Pure merger clauses, without an expressed clear and unequivocal intent to disclaim reliance or waive claims for fraudulent inducement, have never had the effect of precluding claims for fraudulent inducement.

Facts:

Jane and Francesco Secchi negotiated a potential lease of the vacant restaurant building with Prizm's property management director, Fran Powell. During negotiations, Powell told the Secchis that the building was practically new and had no problems. The parties thereafter entered into the lease agreement, which contained a “Representations” clause, wherein the Secchis acknowledged that neither the Landlord nor the Landlord's agents, employees or contractors have made any representations or promises with respect to the Site, the Shopping Center or the Lease. The Secchis then experienced persistent sewer gas odor at the leased premises; they subsequently learned that the odor existed even for previous tenants and that Powell knew of the existence of such odor.
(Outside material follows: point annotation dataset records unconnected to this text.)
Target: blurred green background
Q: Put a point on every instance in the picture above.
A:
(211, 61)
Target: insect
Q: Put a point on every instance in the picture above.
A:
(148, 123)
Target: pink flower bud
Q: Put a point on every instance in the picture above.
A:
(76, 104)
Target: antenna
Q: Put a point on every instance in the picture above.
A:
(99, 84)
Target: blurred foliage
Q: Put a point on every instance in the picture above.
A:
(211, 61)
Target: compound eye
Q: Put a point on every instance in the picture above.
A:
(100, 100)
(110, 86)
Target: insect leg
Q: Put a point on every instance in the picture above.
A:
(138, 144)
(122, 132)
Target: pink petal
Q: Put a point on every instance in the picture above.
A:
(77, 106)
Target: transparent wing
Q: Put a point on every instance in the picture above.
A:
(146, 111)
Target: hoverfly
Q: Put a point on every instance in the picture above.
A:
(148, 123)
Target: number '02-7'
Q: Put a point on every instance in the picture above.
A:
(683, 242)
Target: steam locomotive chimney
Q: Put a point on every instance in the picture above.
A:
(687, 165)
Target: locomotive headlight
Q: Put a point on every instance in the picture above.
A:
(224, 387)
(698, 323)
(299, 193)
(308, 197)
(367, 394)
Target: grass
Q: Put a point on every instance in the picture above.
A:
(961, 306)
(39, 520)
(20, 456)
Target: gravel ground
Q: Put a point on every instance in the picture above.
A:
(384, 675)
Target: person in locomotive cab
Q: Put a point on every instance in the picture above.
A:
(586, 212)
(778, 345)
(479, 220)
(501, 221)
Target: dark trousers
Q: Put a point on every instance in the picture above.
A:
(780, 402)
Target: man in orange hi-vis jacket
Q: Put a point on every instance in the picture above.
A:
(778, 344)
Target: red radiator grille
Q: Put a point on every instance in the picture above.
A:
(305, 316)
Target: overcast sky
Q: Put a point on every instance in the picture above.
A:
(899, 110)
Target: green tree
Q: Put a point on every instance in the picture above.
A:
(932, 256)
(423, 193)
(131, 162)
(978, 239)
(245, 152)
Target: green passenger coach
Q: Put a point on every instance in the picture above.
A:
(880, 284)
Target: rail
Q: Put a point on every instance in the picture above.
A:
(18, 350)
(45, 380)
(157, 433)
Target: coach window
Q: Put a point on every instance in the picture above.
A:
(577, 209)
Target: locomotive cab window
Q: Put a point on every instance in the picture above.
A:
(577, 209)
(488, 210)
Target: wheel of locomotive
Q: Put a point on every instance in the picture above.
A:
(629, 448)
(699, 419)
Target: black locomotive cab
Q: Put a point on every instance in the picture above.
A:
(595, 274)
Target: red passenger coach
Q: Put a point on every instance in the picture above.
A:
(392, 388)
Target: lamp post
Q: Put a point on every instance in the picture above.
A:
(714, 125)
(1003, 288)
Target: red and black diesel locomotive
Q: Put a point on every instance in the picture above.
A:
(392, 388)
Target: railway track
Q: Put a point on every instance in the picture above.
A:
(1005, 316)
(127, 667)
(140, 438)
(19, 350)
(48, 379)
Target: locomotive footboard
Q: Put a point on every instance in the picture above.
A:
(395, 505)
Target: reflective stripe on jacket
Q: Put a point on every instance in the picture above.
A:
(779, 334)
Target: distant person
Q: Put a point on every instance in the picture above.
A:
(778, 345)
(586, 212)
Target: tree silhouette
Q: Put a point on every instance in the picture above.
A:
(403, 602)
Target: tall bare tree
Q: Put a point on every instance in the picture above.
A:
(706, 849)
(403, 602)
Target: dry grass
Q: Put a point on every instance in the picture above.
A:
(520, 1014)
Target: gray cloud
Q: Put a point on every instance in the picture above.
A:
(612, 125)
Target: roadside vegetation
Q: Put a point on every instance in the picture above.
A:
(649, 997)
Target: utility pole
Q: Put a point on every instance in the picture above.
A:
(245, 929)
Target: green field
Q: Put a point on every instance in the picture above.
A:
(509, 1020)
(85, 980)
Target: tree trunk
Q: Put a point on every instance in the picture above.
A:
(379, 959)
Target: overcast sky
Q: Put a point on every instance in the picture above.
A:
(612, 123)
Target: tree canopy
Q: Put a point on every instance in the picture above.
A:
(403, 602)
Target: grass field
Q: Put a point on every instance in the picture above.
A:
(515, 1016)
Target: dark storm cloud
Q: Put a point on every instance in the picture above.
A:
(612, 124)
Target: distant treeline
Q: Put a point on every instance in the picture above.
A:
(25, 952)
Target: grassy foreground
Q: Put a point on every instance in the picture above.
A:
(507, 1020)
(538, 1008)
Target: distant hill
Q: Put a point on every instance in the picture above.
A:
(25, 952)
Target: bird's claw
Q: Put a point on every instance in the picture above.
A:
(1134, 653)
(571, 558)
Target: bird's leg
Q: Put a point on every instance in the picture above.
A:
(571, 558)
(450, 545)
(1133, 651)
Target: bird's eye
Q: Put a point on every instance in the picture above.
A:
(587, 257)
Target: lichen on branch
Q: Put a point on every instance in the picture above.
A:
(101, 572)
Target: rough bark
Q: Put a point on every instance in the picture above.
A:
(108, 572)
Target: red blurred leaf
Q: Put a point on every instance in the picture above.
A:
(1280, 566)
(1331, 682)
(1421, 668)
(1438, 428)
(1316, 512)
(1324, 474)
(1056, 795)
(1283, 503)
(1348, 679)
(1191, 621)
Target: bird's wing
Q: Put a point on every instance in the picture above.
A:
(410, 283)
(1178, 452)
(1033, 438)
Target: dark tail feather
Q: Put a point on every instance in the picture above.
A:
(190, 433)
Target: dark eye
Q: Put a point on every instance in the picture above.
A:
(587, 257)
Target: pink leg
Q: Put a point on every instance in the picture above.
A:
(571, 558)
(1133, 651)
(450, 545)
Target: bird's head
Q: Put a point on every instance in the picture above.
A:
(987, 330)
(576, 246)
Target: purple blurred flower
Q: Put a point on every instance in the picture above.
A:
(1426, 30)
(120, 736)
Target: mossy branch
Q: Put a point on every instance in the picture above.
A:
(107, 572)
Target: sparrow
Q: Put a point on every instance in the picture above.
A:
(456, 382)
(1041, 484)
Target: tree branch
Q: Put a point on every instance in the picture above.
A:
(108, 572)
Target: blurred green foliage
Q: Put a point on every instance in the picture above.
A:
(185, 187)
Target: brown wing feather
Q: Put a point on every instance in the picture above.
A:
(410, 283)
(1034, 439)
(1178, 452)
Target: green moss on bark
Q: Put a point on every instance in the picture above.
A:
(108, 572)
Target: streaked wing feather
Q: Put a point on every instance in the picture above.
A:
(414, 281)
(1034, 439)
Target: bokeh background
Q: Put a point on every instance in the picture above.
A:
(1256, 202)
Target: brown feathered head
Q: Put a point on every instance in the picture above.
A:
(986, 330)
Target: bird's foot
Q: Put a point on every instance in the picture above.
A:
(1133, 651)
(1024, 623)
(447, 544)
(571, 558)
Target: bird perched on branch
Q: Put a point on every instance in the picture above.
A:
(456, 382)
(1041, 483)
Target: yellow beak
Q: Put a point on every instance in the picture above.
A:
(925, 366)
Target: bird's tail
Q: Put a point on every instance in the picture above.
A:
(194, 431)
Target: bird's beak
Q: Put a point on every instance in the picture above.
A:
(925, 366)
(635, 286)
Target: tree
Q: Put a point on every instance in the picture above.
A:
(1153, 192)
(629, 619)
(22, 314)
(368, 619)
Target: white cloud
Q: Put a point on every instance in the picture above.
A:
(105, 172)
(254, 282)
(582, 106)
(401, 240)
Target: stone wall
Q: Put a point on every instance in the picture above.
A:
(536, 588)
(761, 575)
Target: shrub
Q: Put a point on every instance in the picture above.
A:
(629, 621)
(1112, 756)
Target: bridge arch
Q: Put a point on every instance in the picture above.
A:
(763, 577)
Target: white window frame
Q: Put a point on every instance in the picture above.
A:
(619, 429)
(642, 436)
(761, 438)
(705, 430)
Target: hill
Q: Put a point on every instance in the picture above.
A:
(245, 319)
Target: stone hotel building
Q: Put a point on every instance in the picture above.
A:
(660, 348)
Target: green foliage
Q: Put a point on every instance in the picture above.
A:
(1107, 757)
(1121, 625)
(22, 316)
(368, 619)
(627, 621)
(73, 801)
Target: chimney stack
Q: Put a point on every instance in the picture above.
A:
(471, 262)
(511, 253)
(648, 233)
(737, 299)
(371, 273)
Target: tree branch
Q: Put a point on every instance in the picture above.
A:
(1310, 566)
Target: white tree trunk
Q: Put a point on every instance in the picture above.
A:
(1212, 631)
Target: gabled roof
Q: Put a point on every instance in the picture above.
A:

Consequently, the Secchis sought to rescind the lease and recover damages for fraud and breach of the implied warranty of suitability. The landlord maintained that that rescission was not warranted and sought to recover for breach of contract. The trial court ruled in favor of the Secchis; however, the appellate court reversed. The Secchis sought further review from the Supreme Court of Texas.

Issue:

Did the lease contract contain a language that disclaim reliance or bar a claim based on fraudulent inducement?

Answer:

No.

Conclusion:

The Court held that the contract language did not disclaim reliance or bar a claim based on fraudulent inducement. According to the Court, the Representations Clause in the Agreement only amounted to a standard merger clause, an agreement to which did not waive the tenants’ right to sue for fraud upon their discovery of fraudulent representations employed by Powell. The Court held that Powell’s statements during lease negotiations that the property was practically new and problem-free were actionable material misrepresentations; and because the sewer gas odor was a problem for previous tenants, sufficient evidence established that those misrepresentations were known to be false when made.